Lino avait comme à son habitude bien observé les réactions et les émotions de son pote et y avait décelé une longue trace d’amertume ainsi qu’une détermination hésitante.
Il est vrai qu’il l’avait rarement vu dans cet état, ce jeune homme qui se tenait debout devant lui avec son i-phone bien lové au creux de sa paume droite et l’élevant vers le ciel en signe de victoire. « non » se dit Lino, « là il y a quelque chose qui ne va pas ! ».

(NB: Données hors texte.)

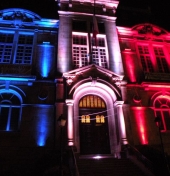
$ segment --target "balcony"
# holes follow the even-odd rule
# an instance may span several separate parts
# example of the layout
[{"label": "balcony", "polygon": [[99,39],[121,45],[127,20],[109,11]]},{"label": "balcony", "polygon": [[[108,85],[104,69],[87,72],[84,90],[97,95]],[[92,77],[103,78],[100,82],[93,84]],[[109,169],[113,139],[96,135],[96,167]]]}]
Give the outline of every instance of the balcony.
[{"label": "balcony", "polygon": [[31,75],[31,65],[1,64],[0,74],[3,75]]},{"label": "balcony", "polygon": [[170,81],[170,73],[144,73],[146,81]]}]

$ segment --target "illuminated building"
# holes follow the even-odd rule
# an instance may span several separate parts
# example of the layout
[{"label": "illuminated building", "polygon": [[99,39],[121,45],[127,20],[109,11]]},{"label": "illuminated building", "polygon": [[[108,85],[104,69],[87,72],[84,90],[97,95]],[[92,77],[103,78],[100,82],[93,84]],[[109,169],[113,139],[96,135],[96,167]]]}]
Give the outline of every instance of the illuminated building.
[{"label": "illuminated building", "polygon": [[170,153],[170,33],[150,23],[118,27],[119,1],[93,3],[60,0],[59,19],[0,11],[4,156],[11,146],[14,157],[18,147],[57,148],[60,114],[67,119],[66,144],[82,155],[120,158],[127,144],[157,148],[157,116]]}]

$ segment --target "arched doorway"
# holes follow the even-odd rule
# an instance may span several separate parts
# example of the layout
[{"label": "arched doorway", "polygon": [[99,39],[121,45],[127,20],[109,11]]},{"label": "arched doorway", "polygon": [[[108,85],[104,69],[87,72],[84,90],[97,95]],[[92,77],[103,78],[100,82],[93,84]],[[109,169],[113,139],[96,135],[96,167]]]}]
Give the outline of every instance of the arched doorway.
[{"label": "arched doorway", "polygon": [[81,154],[110,154],[107,108],[97,95],[86,95],[79,101],[79,134]]}]

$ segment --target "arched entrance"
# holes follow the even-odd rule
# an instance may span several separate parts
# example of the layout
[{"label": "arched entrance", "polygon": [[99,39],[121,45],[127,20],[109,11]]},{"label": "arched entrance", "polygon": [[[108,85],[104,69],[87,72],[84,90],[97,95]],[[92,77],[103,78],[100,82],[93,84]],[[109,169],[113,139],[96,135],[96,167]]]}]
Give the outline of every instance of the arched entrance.
[{"label": "arched entrance", "polygon": [[79,101],[79,134],[81,154],[110,154],[107,108],[97,95],[86,95]]}]

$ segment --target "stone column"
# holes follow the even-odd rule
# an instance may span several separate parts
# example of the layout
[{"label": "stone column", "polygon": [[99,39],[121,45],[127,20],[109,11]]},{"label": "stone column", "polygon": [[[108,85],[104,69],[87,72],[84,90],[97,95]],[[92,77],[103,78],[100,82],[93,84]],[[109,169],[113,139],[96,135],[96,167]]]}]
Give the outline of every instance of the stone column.
[{"label": "stone column", "polygon": [[120,45],[116,28],[116,18],[105,18],[105,32],[109,53],[109,69],[116,74],[124,75]]},{"label": "stone column", "polygon": [[72,69],[72,19],[64,12],[59,19],[57,70],[62,74]]},{"label": "stone column", "polygon": [[74,100],[67,99],[67,137],[68,137],[68,146],[74,145],[74,132],[73,132],[73,103]]},{"label": "stone column", "polygon": [[126,138],[126,127],[125,127],[125,120],[124,120],[123,108],[122,108],[123,103],[124,103],[123,101],[117,101],[115,103],[115,107],[117,109],[121,143],[123,145],[126,145],[128,142]]}]

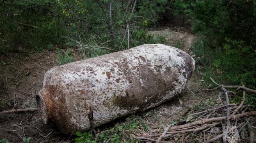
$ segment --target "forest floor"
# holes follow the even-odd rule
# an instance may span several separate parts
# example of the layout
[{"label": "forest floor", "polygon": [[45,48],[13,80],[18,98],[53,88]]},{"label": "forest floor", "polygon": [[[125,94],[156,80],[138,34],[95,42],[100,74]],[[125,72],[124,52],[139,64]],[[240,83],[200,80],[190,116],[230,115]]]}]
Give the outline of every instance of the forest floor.
[{"label": "forest floor", "polygon": [[[193,54],[191,47],[195,38],[194,35],[179,28],[150,32],[166,36],[167,44],[179,47],[178,48]],[[57,65],[55,61],[57,54],[54,50],[46,50],[40,53],[26,51],[0,55],[0,101],[4,103],[0,107],[0,111],[37,107],[36,92],[42,88],[46,72]],[[75,61],[82,59],[79,51],[75,51],[74,55]],[[187,87],[192,91],[204,89],[201,81],[200,74],[195,72]],[[204,101],[212,96],[203,92],[198,96]],[[171,121],[179,118],[188,107],[193,109],[199,103],[188,90],[184,89],[173,99],[143,114],[137,114],[143,116],[142,118],[146,120],[149,126],[166,127]],[[116,122],[99,127],[98,130],[112,127]],[[52,135],[46,139],[44,136],[49,133]],[[30,142],[32,143],[66,143],[70,136],[59,133],[53,124],[44,124],[37,111],[0,114],[0,139],[7,138],[10,143],[24,143],[23,137],[32,137]],[[71,139],[74,138],[71,136]]]}]

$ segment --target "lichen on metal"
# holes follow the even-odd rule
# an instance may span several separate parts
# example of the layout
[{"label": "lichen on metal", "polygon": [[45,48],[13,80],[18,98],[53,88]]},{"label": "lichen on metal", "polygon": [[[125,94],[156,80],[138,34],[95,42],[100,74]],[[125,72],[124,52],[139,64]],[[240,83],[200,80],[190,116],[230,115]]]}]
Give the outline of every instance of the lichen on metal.
[{"label": "lichen on metal", "polygon": [[188,54],[162,44],[55,67],[46,74],[38,92],[38,104],[45,105],[39,107],[46,108],[39,112],[64,134],[84,131],[89,129],[88,104],[95,127],[144,111],[180,93],[194,67]]}]

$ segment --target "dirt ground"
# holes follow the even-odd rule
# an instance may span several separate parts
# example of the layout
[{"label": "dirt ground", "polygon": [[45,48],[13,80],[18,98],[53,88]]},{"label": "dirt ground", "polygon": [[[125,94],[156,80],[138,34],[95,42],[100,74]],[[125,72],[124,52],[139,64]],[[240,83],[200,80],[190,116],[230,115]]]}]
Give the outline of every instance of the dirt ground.
[{"label": "dirt ground", "polygon": [[[166,40],[171,46],[181,42],[181,48],[192,54],[191,42],[194,36],[178,30],[167,29],[151,32],[167,36]],[[0,101],[5,103],[0,107],[0,111],[37,107],[36,92],[42,88],[46,72],[57,65],[56,53],[53,50],[0,55]],[[75,61],[82,59],[78,51],[74,55]],[[187,86],[193,91],[203,88],[199,79],[194,73]],[[203,100],[209,98],[204,93],[201,94],[199,96]],[[198,103],[196,98],[184,89],[173,99],[146,111],[145,116],[148,116],[149,125],[167,126],[171,121],[179,118],[188,107],[192,107]],[[43,136],[53,132],[55,133],[46,140]],[[0,139],[7,138],[10,143],[23,143],[23,137],[32,137],[30,142],[32,143],[66,142],[69,137],[59,133],[54,124],[44,124],[37,111],[0,114]]]}]

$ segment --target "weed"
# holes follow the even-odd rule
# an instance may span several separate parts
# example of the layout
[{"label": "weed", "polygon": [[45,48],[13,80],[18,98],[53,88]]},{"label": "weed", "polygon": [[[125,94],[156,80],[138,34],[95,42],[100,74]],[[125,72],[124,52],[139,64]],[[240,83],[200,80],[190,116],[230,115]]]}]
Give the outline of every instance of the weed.
[{"label": "weed", "polygon": [[184,41],[182,40],[178,40],[175,42],[174,47],[178,49],[182,49],[184,47]]},{"label": "weed", "polygon": [[6,139],[3,139],[0,141],[0,143],[9,143],[9,141]]},{"label": "weed", "polygon": [[58,65],[63,65],[65,63],[72,63],[74,61],[74,57],[73,54],[68,50],[65,51],[62,49],[63,54],[60,51],[58,52],[58,60],[55,60],[58,63]]},{"label": "weed", "polygon": [[26,107],[27,105],[28,105],[29,107],[30,107],[30,108],[33,107],[33,106],[34,105],[34,101],[32,101],[31,103],[30,103],[29,101],[29,99],[28,99],[27,101],[25,101],[23,102],[23,104],[22,104],[23,108],[25,108],[25,107]]},{"label": "weed", "polygon": [[[123,142],[125,143],[139,142],[138,140],[130,137],[130,134],[139,127],[143,130],[147,129],[146,125],[140,118],[133,116],[127,118],[126,120],[126,122],[123,123],[102,132],[100,134],[98,134],[96,140],[99,142],[106,142],[108,141],[108,142],[114,143],[121,143],[123,142],[122,141],[126,141]],[[82,134],[78,132],[75,134],[78,136],[75,139],[76,143],[96,143],[96,141],[91,140],[91,131]]]}]

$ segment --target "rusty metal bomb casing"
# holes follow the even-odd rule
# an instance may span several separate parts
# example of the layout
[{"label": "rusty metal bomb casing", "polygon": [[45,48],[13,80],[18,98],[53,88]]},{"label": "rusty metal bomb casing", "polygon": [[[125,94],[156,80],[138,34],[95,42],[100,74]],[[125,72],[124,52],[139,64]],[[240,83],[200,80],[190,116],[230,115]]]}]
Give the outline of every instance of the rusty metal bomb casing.
[{"label": "rusty metal bomb casing", "polygon": [[162,44],[128,50],[56,66],[48,71],[37,103],[43,122],[66,134],[153,107],[184,88],[195,61],[179,49]]}]

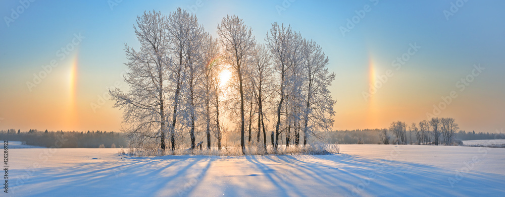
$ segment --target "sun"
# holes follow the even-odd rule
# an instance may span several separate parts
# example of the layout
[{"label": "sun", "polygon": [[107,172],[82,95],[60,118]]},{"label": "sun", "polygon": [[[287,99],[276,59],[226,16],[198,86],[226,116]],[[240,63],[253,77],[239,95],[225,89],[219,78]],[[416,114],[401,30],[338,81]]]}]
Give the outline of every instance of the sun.
[{"label": "sun", "polygon": [[223,69],[221,73],[219,73],[219,80],[220,81],[219,86],[221,88],[225,87],[231,78],[231,72],[227,69]]}]

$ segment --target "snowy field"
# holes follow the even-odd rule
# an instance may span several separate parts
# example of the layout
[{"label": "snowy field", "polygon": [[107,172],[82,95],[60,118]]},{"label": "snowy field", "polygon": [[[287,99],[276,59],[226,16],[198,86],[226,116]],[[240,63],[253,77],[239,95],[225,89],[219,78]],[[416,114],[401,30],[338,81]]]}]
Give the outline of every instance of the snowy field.
[{"label": "snowy field", "polygon": [[8,195],[505,196],[505,149],[340,149],[324,156],[125,158],[115,149],[13,148]]},{"label": "snowy field", "polygon": [[505,144],[505,140],[465,140],[463,142],[464,145],[467,146]]}]

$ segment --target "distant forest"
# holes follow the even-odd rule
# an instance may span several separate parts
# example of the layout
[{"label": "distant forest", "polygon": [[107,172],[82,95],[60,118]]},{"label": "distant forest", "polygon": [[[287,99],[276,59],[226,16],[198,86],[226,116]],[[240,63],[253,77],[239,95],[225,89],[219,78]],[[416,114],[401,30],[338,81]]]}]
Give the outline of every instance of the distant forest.
[{"label": "distant forest", "polygon": [[0,139],[20,141],[27,145],[47,148],[126,148],[126,139],[121,133],[100,130],[85,132],[48,132],[30,129],[22,132],[14,129],[0,130]]},{"label": "distant forest", "polygon": [[[356,129],[334,130],[327,133],[329,144],[382,144],[379,134],[381,129]],[[408,144],[416,143],[414,132],[412,141],[410,133],[407,132]],[[456,134],[457,141],[505,139],[505,134],[460,130]],[[61,144],[57,148],[127,148],[128,144],[122,133],[99,130],[84,132],[42,132],[30,129],[22,132],[14,129],[0,130],[0,140],[23,142],[27,145],[50,148]],[[394,139],[392,139],[393,140]],[[57,142],[61,142],[62,143]],[[55,145],[55,143],[57,144]],[[114,145],[114,146],[113,146]]]},{"label": "distant forest", "polygon": [[[334,130],[329,132],[327,134],[327,141],[329,144],[382,144],[379,134],[380,129],[365,129],[356,130]],[[412,132],[412,141],[411,140],[410,131],[407,132],[408,144],[416,143],[415,132]],[[457,141],[477,140],[493,140],[505,139],[505,134],[489,133],[475,131],[466,132],[460,130],[456,133],[456,139]],[[393,140],[394,139],[392,139]]]}]

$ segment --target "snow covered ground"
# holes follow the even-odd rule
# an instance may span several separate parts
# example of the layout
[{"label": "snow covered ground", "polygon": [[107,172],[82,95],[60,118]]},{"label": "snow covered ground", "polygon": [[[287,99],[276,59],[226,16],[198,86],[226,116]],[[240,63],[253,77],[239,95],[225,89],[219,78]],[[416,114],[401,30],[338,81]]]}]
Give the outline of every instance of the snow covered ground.
[{"label": "snow covered ground", "polygon": [[14,196],[504,196],[505,149],[340,145],[341,154],[123,158],[12,149]]},{"label": "snow covered ground", "polygon": [[465,140],[463,142],[464,145],[470,146],[505,144],[505,140]]}]

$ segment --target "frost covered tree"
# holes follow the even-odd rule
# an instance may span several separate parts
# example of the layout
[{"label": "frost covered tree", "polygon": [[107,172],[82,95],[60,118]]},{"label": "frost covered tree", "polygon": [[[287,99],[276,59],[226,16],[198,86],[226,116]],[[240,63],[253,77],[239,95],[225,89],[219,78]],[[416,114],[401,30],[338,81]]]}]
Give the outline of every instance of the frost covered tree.
[{"label": "frost covered tree", "polygon": [[330,73],[326,65],[328,57],[321,46],[313,40],[304,40],[302,50],[302,73],[305,83],[302,86],[304,97],[304,145],[314,131],[327,131],[333,125],[335,115],[333,105],[336,102],[331,98],[328,89],[335,79],[335,74]]},{"label": "frost covered tree", "polygon": [[438,146],[440,137],[440,119],[437,117],[431,118],[430,120],[430,125],[431,126],[435,145]]},{"label": "frost covered tree", "polygon": [[381,129],[379,132],[379,137],[380,138],[382,144],[389,144],[389,139],[391,137],[389,136],[388,129],[385,128]]},{"label": "frost covered tree", "polygon": [[223,47],[223,56],[226,63],[230,65],[230,72],[234,76],[232,79],[236,81],[233,85],[240,95],[240,147],[242,153],[245,154],[245,77],[248,70],[247,67],[250,65],[248,61],[250,51],[256,41],[252,35],[252,29],[244,24],[243,21],[236,16],[227,15],[223,18],[217,28],[217,33]]},{"label": "frost covered tree", "polygon": [[167,54],[170,36],[166,19],[160,12],[144,12],[137,19],[135,33],[140,44],[138,50],[127,46],[125,50],[129,71],[124,80],[130,87],[128,92],[116,88],[110,90],[114,107],[123,110],[122,130],[127,134],[134,146],[142,147],[157,142],[165,149],[166,117],[168,68],[171,60]]},{"label": "frost covered tree", "polygon": [[273,87],[272,79],[272,64],[270,55],[264,45],[258,44],[255,47],[251,55],[253,65],[250,75],[252,85],[252,94],[258,106],[258,133],[257,141],[260,142],[263,132],[263,144],[267,147],[267,135],[265,129],[266,105],[271,97]]},{"label": "frost covered tree", "polygon": [[218,150],[220,150],[222,134],[221,134],[221,125],[219,123],[219,109],[220,103],[221,103],[222,99],[221,96],[223,95],[223,92],[222,87],[223,84],[222,84],[223,82],[221,81],[221,77],[219,75],[223,70],[222,65],[220,63],[219,58],[213,63],[211,69],[214,73],[214,75],[211,75],[212,81],[211,82],[211,85],[212,86],[212,92],[214,95],[213,104],[216,108],[215,111],[216,117],[214,119],[216,120],[216,123],[213,124],[214,125],[214,129],[216,130],[215,135],[218,141]]},{"label": "frost covered tree", "polygon": [[417,144],[419,145],[419,139],[421,138],[421,135],[419,135],[419,129],[416,126],[416,122],[412,122],[412,124],[411,124],[409,129],[411,131],[411,144],[412,144],[412,132],[414,132],[416,138],[417,139]]},{"label": "frost covered tree", "polygon": [[[213,39],[212,36],[207,34],[205,36],[205,40],[203,46],[203,63],[204,67],[204,84],[205,91],[204,96],[204,107],[205,113],[205,126],[206,136],[207,139],[207,148],[211,148],[211,130],[213,127],[219,130],[219,125],[213,126],[213,121],[212,121],[211,113],[213,110],[211,108],[213,101],[218,95],[217,90],[219,89],[219,81],[216,81],[216,79],[219,78],[219,73],[221,70],[219,67],[219,48],[218,40],[217,39]],[[219,106],[219,100],[216,99],[217,106]],[[216,108],[215,113],[217,116],[216,118],[219,118],[219,109]],[[219,120],[216,119],[216,124],[219,124]],[[219,133],[219,131],[218,131]],[[220,139],[220,133],[218,134]],[[220,143],[220,139],[219,143]]]},{"label": "frost covered tree", "polygon": [[280,127],[283,107],[285,107],[284,102],[288,96],[289,86],[292,84],[291,80],[295,79],[291,75],[292,71],[295,69],[294,67],[299,65],[297,63],[301,59],[299,51],[295,52],[301,45],[300,40],[299,34],[293,31],[290,26],[279,25],[277,22],[272,24],[272,28],[265,38],[273,60],[274,70],[277,72],[279,78],[274,143],[276,148],[278,145],[279,135],[282,132]]},{"label": "frost covered tree", "polygon": [[422,145],[431,143],[432,135],[430,132],[430,122],[427,120],[423,120],[419,122],[420,143]]},{"label": "frost covered tree", "polygon": [[189,128],[191,148],[195,145],[195,130],[198,116],[202,111],[205,98],[205,39],[207,34],[198,24],[196,16],[179,8],[168,17],[168,29],[172,38],[171,55],[174,59],[172,67],[173,113],[170,126],[173,149],[177,118],[183,127]]},{"label": "frost covered tree", "polygon": [[452,140],[456,131],[460,128],[453,118],[442,118],[440,119],[440,130],[444,144],[446,146],[452,144]]},{"label": "frost covered tree", "polygon": [[407,143],[407,124],[401,121],[393,122],[389,125],[389,130],[393,132],[399,144]]}]

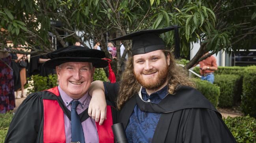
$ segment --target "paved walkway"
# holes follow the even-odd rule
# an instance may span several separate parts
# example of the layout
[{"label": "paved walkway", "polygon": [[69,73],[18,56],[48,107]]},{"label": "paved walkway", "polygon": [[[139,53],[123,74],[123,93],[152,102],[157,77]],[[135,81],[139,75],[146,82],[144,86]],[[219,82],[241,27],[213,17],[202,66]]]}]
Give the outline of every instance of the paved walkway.
[{"label": "paved walkway", "polygon": [[[14,110],[13,110],[14,112],[15,112],[15,111],[17,109],[18,107],[21,105],[22,101],[25,99],[25,98],[22,98],[20,99],[15,99],[16,107],[14,109]],[[221,115],[222,115],[222,116],[225,118],[226,118],[228,116],[231,117],[235,117],[241,116],[241,115],[239,114],[235,114],[233,113],[232,113],[232,114],[230,114],[230,113],[228,113],[226,111],[225,111],[223,109],[220,109],[220,110],[219,110],[219,111],[220,111],[220,114],[221,114]]]}]

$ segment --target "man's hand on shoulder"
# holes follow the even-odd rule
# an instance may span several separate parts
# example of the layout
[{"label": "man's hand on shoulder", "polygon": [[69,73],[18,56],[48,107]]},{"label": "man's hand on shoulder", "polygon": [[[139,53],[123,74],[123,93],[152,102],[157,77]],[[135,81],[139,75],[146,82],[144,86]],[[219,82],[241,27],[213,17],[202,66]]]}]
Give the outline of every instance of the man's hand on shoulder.
[{"label": "man's hand on shoulder", "polygon": [[102,81],[93,81],[89,89],[92,99],[88,107],[88,114],[95,119],[95,122],[99,121],[99,125],[102,125],[107,119],[107,103],[104,87],[103,89],[101,85],[103,86]]}]

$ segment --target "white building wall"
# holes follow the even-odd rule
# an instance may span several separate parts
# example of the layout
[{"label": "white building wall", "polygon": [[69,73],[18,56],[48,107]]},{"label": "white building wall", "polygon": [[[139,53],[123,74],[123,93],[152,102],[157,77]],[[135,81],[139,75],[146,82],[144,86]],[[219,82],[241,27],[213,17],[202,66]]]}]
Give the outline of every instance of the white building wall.
[{"label": "white building wall", "polygon": [[[193,46],[192,45],[192,43],[190,44],[190,60],[191,60],[199,50],[200,47],[200,44],[198,43],[193,43]],[[226,53],[225,52],[222,53],[222,50],[219,52],[217,56],[216,54],[214,54],[213,56],[214,56],[216,58],[217,65],[218,66],[225,66]],[[199,65],[198,64],[197,66],[199,66]]]}]

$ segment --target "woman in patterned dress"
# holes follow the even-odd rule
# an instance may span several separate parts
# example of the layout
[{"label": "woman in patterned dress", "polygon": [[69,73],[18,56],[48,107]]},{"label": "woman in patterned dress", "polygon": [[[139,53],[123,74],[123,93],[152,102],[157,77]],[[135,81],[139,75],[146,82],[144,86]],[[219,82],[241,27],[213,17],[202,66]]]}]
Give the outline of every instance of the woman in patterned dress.
[{"label": "woman in patterned dress", "polygon": [[11,68],[11,56],[0,52],[0,113],[4,113],[15,107],[14,85]]}]

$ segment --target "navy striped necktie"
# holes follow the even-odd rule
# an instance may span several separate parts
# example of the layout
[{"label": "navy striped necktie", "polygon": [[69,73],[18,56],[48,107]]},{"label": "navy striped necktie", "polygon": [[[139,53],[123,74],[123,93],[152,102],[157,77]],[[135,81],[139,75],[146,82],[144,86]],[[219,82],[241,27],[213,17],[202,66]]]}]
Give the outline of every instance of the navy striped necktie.
[{"label": "navy striped necktie", "polygon": [[72,142],[85,143],[83,127],[77,112],[78,101],[73,101],[71,103],[71,139]]}]

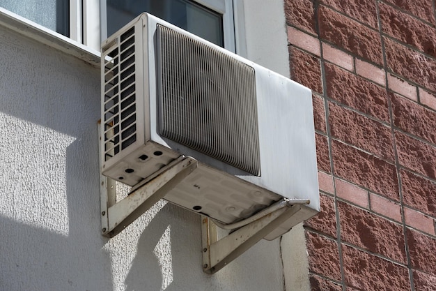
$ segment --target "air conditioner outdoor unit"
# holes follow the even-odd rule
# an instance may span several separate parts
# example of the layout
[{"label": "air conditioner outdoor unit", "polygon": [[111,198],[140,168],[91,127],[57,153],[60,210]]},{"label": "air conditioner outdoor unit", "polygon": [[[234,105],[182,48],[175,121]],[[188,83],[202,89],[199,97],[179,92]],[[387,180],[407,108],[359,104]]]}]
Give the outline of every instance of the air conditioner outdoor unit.
[{"label": "air conditioner outdoor unit", "polygon": [[224,224],[310,200],[267,239],[319,211],[310,89],[146,13],[103,43],[102,82],[104,176],[134,186],[192,157],[164,197]]}]

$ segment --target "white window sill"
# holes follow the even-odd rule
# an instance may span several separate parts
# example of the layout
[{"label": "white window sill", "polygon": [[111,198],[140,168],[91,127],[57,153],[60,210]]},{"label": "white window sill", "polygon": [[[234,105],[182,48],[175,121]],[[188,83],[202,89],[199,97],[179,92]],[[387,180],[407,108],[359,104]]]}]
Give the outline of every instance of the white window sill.
[{"label": "white window sill", "polygon": [[0,7],[0,26],[100,67],[100,53]]}]

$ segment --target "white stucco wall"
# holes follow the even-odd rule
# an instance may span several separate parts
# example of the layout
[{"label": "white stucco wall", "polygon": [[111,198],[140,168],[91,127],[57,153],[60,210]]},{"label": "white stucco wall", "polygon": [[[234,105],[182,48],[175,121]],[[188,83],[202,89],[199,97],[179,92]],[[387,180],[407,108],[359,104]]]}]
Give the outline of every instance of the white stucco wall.
[{"label": "white stucco wall", "polygon": [[101,236],[100,69],[3,27],[0,40],[0,290],[283,290],[279,240],[207,275],[200,216],[164,202]]}]

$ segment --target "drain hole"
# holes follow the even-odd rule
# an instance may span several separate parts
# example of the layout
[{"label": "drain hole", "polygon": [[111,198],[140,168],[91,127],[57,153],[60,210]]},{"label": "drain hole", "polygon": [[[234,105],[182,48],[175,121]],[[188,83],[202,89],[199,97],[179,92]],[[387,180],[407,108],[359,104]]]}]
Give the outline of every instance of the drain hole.
[{"label": "drain hole", "polygon": [[139,160],[141,161],[146,161],[147,158],[148,158],[148,156],[147,155],[142,155],[139,157]]}]

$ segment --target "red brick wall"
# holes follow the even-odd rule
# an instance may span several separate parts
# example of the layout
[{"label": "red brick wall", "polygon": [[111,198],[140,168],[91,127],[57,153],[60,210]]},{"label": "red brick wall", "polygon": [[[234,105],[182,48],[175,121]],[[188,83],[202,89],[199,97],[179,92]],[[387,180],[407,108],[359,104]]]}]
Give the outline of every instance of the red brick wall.
[{"label": "red brick wall", "polygon": [[436,290],[435,0],[286,0],[322,210],[312,290]]}]

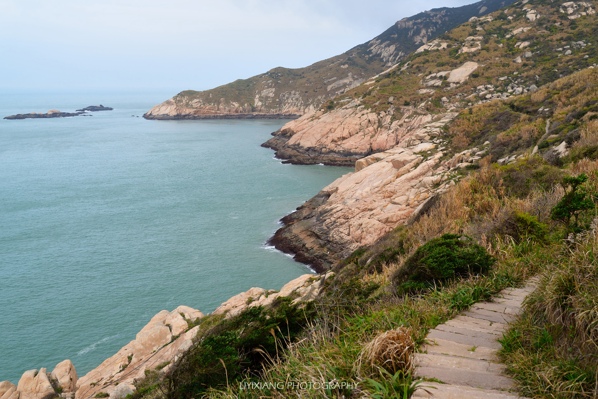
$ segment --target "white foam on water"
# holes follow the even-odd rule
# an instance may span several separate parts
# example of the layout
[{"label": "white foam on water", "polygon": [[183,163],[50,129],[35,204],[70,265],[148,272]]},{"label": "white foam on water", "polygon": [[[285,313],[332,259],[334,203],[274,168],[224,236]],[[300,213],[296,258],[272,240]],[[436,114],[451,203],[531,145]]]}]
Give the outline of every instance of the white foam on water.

Il n’avait jamais vu son ami réagir de la sorte et encore moins par le biais d’un ustensile, surtout pas d’un téléphone ! Putain de téléphone !
C’était d’autant plus énervant que la téléphonie (surtout mobile) était un thème récurent dans les discussions que Kryztof et Lino entretenaient.
Lino passait son temps à râler auprès de la priorité que l’on donne à ce maudit appareil, il sonne ; on arrête tout… et on décroche comme si notre vie en dépendait.
Et il ne voulait rien entendre, évidemment ! Hors de question de le faire changer d’avis !
Kryztof était moins rébarbatif , il voyait le coté pratique du cellulaire. Mais en aucuns cas il n’aurait prôné les valeurs d’un objet par le quel on peut nous contacter n’importe où et n’importe quand ; quelle horreur !
Du reste jusqu’à présent son portable n’était qu’un vieux Nokia élimé dont les fonctions se limitaient à envoyer des SMS et à… téléphoner.